# COMP9318 Lab2

## Instructions
1. This note book contains instructions for **COMP9318-lab2**.

* You are required to complete your implementation in a file `submission.py` provided along with this notebook.

* You are not allowed to print out unnecessary stuff. We will not consider any output printed out on the screen. All results should be returned in appropriate data structures return by corresponding functions.

* You need to submit the code for **lab2** via following link: http://kg.cse.unsw.edu.au:8318/lab2/ .

* For each question, we have provided you with detailed instructions along with question headings. In case of any problem, you can post your query @ Piazza.

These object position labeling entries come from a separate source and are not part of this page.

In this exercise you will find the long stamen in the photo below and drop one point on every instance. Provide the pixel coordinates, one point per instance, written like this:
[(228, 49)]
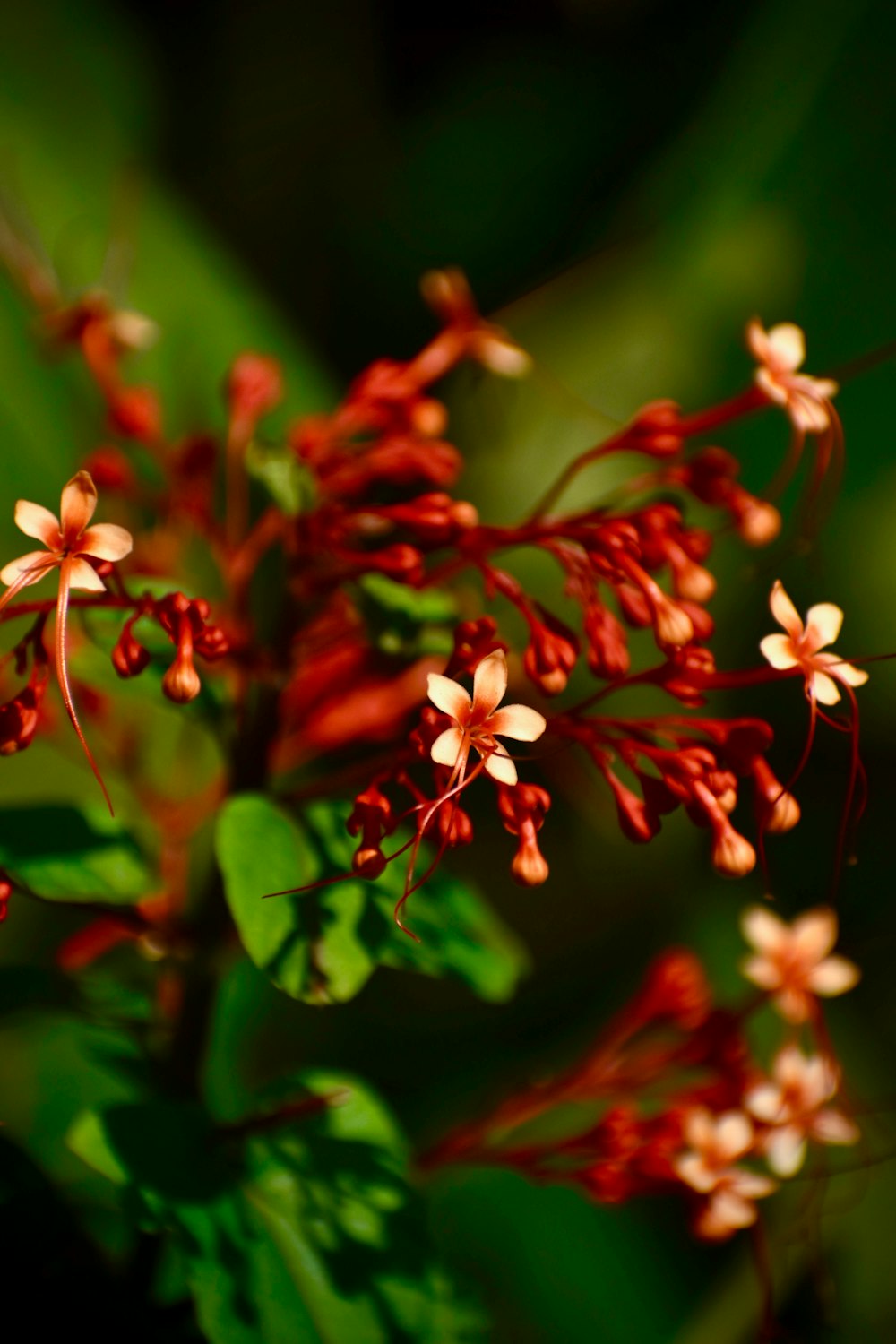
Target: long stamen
[(62, 672)]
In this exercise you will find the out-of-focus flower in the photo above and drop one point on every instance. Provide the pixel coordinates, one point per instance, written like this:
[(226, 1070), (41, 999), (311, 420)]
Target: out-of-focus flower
[(799, 647), (793, 961)]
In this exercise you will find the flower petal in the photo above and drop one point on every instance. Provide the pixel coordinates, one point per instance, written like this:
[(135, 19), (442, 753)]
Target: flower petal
[(82, 575), (823, 625), (519, 722), (489, 683), (447, 696), (734, 1133), (823, 688), (500, 766), (813, 935), (447, 747), (786, 347), (766, 932), (783, 610), (778, 650), (831, 1126), (78, 504), (786, 1150), (38, 521), (834, 976), (107, 542), (39, 562), (766, 1102), (692, 1169)]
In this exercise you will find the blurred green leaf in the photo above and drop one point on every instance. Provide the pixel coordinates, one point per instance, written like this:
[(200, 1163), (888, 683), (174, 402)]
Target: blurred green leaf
[(314, 1236), (324, 945), (64, 854)]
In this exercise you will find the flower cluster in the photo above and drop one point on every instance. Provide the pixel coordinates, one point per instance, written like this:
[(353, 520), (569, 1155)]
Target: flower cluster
[(681, 1105)]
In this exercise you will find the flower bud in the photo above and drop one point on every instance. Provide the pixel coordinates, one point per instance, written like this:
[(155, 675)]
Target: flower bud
[(180, 682)]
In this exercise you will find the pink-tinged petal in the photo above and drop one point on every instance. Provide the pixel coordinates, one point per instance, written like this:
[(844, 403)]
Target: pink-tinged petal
[(813, 935), (790, 1067), (501, 768), (728, 1212), (38, 521), (517, 722), (489, 683), (823, 625), (831, 1126), (762, 972), (764, 1101), (783, 610), (771, 387), (758, 340), (447, 696), (807, 411), (107, 542), (786, 346), (778, 650), (734, 1134), (786, 1150), (82, 575), (38, 562), (748, 1185), (694, 1171), (78, 504), (823, 688), (699, 1128), (447, 747), (848, 674), (764, 930), (834, 976), (793, 1004)]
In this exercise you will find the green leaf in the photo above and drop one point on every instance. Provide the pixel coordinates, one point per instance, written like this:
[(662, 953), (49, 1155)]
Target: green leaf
[(323, 945), (306, 1234), (280, 470), (65, 854), (405, 620)]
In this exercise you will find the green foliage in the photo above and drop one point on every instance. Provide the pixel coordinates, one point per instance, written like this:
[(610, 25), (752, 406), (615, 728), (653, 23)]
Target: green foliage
[(324, 945), (285, 1231), (403, 620), (65, 854)]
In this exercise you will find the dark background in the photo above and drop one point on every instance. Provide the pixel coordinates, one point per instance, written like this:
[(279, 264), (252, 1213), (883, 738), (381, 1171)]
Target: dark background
[(629, 185)]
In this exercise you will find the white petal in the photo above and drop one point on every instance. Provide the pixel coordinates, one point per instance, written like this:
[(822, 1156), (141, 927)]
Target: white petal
[(38, 521), (501, 768), (447, 747), (834, 976), (783, 610), (517, 722), (107, 542), (814, 935), (778, 650), (39, 562), (788, 346), (82, 575), (489, 683), (78, 504), (734, 1133), (823, 625), (694, 1171), (831, 1126), (766, 932), (447, 696), (823, 688), (764, 1101), (786, 1150)]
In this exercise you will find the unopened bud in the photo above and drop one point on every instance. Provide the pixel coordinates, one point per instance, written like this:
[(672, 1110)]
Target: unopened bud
[(180, 682), (732, 855)]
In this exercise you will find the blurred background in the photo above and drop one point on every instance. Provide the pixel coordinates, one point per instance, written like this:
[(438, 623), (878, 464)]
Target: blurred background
[(627, 183)]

* If you choose to skip a question, leave the corresponding function body as it is (i.e., keep the `pass` line), otherwise it may affect your mark for other questions.

* You are allowed to add other functions and/or import additional modules (you may have to in this lab), but you are not allowed to define global variables. **Only functions are allowed** in `submission.py`. 

* You should not import unnecessary modules/libraries, failing to import such modules at test time will lead to errors.

* We will provide immediate feedback on your submission. You can access your scores using the online submission portal on the same day. 

* For **Final Evaluation** we will be using a different dataset, so your final scores may vary.  

* You are allowed to submit as many times as you want before the deadline, but **ONLY the latest version will be kept and marked**.

* Submission deadline for this assignment is **11:59:59 PM on 4th April, 2018**. We will **not** accept any late submissions.

# Question 1: Optimized BUC algorithm (50 points)

You need to implement the full `buc_rec_optimized` algorithm with the single-tuple optimization (as described below). Given an input dataframe:

 A | B | M 
---|---|---
 1 | 2 | 100
 2 | 1 | 20

Invoking  `buc_rec_optimized` on this data will result in following dataframe: 


 A | B | M
---|---|---
 1 | 2 | 100
 1 |ALL| 100
 2 | 1 | 20 
 2 |ALL| 20
ALL| 1 | 20
ALL| 2 | 100
ALL|ALL| 120

In the file `submission.py`, we have pre-defined the `buc_rec_optimized` function and its helper functions. 

## Input and output

Both input and output are dataframes.

The input dataframe (i.e., the base cuboid) is directly generated from the input file. Given the dimensionality of the base cuboid is $d$, each row is like:

<pre>
v_1  v_2 ...  v_d  m
</pre>

where v_i is the cell's value on the i-th dimension, and m is the measure value. 

The output dataframe contains $n$ rows, each for a non-empty cell in the compute data cube derived from the input base cuboid. Each row is formatted like input:

<pre>
v_1  v_2 ...  v_d  m
</pre>

where v_i is the cell's value on the i-th dimension, and m is the measure value. 


## The single-tuple optimization

Consider the naive way of recursive implementation of the BUC algorithm, you will notice that it uses several recursive calls to compute all the derived results from an input that consists of only one tuple. This is certainly a waste of computation. 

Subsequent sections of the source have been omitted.